Il s’agit là de moyens théoriques par lesquels le PFSP peut influencer la taille et les déplacements des ménages. Quel est le rôle de ces facteurs dans l’étude ESSP ? En utilisant un estimateur d’écart des différences, les conclusions de l’étude suggèrent que les ménages participant à la composante travaux publics du PFSP connaissent une augmentation de la taille du ménage de 5,3 pour cent. En désagrégeant ces conclusions par sexe, il apparaît que la participation au programme entraîne une augmentation de 0,176 femmes (significatif au niveau des 5 pour cent) ; l’augmentation chez les hommes (0,095) n’est pas statistiquement significative. En désagrégeant davantage par âge, l’étude montre que l’augmentation chez les femmes dans les ménages du PFSP provient entièrement d’une augmentation des adolescentes (âgées de 12 à 18 ans). En cherchant les raisons derrière cette augmentation (soit une augmentation de la migration interne soit une réduction de l’exode), l’étude montre que dans les ménages qui participent à la composante travaux publics du PFSP, la probabilité que les filles âgées de 12 à 18 ans quittent le ménage est réduite de 4,6 voire 5,7 points de pourcentage ; il ne semble y avoir aucun effet sur la migration interne dans ce groupe d’âge.
Ainsi, selon cette étude, l’augmentation de la taille des ménages constatée dans les ménages participant au PFSP est due uniquement à une augmentation du nombre d’adolescentes (âgées de 12 à 18 ans) qui restent dans les foyers. En examinant les relevés d’enquête – qui identifient les raisons pour lesquelles les membres des ménages quittent ou intègrent le ménage – les auteurs de l’enquête ont montré que pour les femmes, le facteur le plus important qui entraîne l’exode est le mariage. Les auteurs soutiennent que la participation au PFSP peut inciter les ménages à retarder le mariage des filles adolescentes pour deux raisons. Premièrement, comme cela a été noté précédemment, l’augmentation des revenus peut inciter les parents à investir plus dans l’éducation des enfants ; ainsi, le PFSP peut permettre aux parents de continuer à envoyer leurs filles adolescentes à l’école.

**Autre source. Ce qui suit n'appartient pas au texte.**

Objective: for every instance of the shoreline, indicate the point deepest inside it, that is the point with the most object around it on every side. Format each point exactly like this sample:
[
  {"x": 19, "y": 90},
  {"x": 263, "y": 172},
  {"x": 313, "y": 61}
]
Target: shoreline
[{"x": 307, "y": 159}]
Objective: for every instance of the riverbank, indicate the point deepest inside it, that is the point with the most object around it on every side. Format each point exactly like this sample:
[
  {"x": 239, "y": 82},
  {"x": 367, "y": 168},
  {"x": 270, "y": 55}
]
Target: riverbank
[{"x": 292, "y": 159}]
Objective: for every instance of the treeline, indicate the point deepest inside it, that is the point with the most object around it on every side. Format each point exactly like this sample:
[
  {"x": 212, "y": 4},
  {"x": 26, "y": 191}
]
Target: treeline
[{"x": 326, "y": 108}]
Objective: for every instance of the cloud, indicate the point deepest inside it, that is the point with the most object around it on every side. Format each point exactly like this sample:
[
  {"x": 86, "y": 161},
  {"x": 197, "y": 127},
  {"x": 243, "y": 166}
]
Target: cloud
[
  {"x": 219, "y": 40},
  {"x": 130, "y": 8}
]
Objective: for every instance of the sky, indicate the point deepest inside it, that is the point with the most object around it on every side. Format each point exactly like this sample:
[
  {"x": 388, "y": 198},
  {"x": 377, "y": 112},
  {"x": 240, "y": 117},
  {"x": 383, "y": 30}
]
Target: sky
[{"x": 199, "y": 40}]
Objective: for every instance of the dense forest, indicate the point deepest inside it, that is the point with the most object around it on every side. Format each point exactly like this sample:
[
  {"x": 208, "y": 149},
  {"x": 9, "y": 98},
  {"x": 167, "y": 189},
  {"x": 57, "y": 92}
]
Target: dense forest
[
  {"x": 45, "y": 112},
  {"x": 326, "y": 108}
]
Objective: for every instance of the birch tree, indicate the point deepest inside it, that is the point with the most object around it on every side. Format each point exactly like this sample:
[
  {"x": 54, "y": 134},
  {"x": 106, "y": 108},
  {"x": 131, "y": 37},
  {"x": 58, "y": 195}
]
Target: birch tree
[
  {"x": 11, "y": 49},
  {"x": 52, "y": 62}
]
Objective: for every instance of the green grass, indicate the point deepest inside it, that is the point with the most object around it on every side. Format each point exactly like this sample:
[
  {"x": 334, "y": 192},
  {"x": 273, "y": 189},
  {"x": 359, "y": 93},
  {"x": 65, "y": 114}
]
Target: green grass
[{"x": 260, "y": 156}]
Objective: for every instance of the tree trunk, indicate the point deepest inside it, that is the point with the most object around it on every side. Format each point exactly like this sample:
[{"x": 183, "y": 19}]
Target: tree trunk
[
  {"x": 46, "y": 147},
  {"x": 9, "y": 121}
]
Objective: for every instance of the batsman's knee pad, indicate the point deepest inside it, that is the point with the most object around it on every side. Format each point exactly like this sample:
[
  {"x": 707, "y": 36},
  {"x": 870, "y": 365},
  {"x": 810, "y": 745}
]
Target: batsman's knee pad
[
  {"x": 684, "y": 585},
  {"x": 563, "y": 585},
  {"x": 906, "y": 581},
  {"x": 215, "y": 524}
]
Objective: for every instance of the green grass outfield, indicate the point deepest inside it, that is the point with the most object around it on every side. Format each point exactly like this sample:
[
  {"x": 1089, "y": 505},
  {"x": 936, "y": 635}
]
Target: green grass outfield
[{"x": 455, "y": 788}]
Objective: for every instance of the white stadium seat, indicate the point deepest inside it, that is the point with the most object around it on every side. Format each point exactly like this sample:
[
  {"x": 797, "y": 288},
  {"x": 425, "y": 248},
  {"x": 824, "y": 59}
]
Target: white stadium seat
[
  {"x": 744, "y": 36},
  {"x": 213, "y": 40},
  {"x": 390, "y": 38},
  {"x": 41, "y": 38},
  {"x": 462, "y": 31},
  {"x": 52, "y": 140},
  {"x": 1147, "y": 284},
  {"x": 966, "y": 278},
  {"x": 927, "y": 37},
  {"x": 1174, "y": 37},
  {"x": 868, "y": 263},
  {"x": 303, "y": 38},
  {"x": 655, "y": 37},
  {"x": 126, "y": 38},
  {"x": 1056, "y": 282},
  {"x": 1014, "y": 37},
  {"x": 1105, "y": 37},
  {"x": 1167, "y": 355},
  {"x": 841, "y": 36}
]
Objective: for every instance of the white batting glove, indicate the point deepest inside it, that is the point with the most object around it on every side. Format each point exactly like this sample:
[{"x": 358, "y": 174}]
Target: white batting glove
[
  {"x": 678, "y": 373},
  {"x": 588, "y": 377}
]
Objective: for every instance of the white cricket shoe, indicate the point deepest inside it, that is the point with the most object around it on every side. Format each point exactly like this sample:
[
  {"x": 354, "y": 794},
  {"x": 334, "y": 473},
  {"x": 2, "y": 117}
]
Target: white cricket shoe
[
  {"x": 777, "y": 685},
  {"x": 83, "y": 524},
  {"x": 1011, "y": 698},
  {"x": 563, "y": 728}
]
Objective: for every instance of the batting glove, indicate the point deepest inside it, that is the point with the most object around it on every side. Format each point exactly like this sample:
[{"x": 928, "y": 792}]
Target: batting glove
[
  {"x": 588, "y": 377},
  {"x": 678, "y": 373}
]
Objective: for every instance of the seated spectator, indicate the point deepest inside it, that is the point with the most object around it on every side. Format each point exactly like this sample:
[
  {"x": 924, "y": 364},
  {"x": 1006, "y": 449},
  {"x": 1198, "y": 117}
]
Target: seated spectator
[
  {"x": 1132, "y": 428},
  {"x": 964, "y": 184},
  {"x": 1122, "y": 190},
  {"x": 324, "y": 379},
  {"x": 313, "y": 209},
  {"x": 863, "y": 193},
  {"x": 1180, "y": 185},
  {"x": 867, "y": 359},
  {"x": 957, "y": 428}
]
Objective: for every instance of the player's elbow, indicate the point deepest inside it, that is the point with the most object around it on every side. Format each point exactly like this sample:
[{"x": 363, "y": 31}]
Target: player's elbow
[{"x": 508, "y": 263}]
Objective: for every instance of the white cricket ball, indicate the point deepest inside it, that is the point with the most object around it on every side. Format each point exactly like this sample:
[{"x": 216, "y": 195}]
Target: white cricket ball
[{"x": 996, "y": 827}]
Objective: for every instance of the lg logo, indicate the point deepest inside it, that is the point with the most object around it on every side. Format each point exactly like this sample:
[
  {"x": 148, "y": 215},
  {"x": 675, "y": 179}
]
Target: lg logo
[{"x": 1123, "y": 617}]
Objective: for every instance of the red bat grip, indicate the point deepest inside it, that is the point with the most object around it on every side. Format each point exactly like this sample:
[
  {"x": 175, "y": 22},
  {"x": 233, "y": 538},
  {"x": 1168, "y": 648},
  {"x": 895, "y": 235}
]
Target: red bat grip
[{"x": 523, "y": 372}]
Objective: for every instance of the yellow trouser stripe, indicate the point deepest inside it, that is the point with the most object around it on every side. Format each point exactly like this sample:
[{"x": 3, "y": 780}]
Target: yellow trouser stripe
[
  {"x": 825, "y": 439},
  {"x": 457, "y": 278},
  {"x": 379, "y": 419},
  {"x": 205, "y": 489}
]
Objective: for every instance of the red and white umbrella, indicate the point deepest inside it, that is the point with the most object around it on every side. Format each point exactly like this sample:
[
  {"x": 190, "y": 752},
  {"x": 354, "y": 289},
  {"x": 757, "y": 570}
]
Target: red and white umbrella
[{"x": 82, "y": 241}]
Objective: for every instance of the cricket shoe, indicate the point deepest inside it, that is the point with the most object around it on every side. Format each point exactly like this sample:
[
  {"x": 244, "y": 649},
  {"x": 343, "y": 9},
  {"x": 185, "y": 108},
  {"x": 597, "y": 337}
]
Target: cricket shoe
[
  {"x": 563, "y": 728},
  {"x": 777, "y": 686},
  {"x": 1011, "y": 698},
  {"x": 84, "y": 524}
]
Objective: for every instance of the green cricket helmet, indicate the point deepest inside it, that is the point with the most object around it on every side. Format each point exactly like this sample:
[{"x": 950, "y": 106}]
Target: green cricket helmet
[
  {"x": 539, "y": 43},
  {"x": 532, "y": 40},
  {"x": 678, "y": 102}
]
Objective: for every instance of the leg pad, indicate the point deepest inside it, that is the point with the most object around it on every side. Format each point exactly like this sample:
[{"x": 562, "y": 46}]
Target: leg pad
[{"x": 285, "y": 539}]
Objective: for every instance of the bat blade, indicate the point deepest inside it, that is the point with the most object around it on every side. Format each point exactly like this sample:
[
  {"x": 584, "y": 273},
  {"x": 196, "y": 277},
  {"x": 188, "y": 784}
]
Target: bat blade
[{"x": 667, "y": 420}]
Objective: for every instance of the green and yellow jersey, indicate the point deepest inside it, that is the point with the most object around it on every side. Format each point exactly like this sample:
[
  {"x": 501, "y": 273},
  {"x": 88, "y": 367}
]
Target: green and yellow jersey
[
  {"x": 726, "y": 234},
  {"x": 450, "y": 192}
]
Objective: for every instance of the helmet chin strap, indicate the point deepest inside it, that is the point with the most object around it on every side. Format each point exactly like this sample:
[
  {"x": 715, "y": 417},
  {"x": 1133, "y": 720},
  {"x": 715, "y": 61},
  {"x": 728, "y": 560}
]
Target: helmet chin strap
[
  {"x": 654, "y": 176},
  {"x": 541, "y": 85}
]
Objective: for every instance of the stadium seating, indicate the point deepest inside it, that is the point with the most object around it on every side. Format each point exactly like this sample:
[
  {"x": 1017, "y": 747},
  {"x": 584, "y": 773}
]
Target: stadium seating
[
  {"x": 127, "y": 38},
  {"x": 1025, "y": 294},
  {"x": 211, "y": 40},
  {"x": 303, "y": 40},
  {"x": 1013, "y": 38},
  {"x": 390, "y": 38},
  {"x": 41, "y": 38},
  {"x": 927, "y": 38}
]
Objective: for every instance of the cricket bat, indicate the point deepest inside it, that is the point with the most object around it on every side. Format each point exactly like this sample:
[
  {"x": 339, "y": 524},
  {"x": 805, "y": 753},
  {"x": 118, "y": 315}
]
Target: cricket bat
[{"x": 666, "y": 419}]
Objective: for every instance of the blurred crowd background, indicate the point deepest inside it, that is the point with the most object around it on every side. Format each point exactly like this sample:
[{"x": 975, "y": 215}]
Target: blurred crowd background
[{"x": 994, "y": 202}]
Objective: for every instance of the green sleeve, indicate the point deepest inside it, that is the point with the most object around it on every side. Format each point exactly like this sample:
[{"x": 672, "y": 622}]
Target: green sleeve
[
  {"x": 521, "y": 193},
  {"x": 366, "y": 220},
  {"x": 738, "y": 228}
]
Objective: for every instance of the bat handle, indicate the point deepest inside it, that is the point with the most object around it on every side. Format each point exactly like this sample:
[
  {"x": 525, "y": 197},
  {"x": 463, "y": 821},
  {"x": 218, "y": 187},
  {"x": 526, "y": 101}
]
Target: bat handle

Deuxièmement, les adolescentes peuvent s’avérer plus utiles à la maison pour aider aux tâches ménagères pendant que les autres adultes participent à la composante travaux publics du programme.
L’étude ESSP souligne la complexité des programmes de protection sociale tels que le PFSP et indique la nécessité de prendre en compte des changements multiples potentiels entraînés par ces programmes. Il ne suffit pas, par exemple, d’examiner uniquement les effets du programme sur la taille des ménages ; pour véritablement comprendre l’impact du PFSP sur la démographie des ménages, il convient d’examiner plus en détails les déterminants de ces effets.